Je me souviens d’une silhouette frêle, d’un sourire discret, d’un œil lumineux. Je me souviens d’un homme d’une grande simplicité, venu visiter la communauté juive de Nice, d’un être presque chétif. Je me souviens d’un géant.
Elie Wiesel, lui qui mieux que personne savait l’innommable, me pardonnera de ne pas trouver les mots pour dire mon admiration, mon affection et ma profonde tristesse d’apprendre qu’il a quitté notre monde. Il savait et il savait que personne ne peut savoir sans y être allé. Là-bas, dans « la nuit » devenue le titre d’un de ses ouvrages majeurs. Il savait qu’il ne pourrait plus jamais vraiment vivre, qu’une partie de lui s’était évanouie dans le petit matin blême qui vit partir en cendres son père, sa mère, sa sœur. Il vécut pourtant, comme il put, écrivit des livres, enseigna la philosophie, reçut le Prix Nobel de la Paix, refusa la présidence de l’état d’Israël, estimant qu’il était seulement un écrivain.
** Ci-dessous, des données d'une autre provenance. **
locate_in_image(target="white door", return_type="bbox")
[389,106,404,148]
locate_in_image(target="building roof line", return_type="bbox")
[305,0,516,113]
Il disparaît physiquement mais sa parole, au sens de Lévinas, une parole singulière, unique, vivante, restera pour toujours. Le corps n’est pas éternel mais l’idée de l’âme l’est. Le cerveau sera enterré mais la mémoire lui survivra « écrit-il dans « Cœur ouvert ». La Mémoire, Elie Wiesel, fut son dévoué serviteur jusqu’au bout. A sa suite cette Mémoire sera préservée, honorée, vivante. Telle est la promesse des survivants.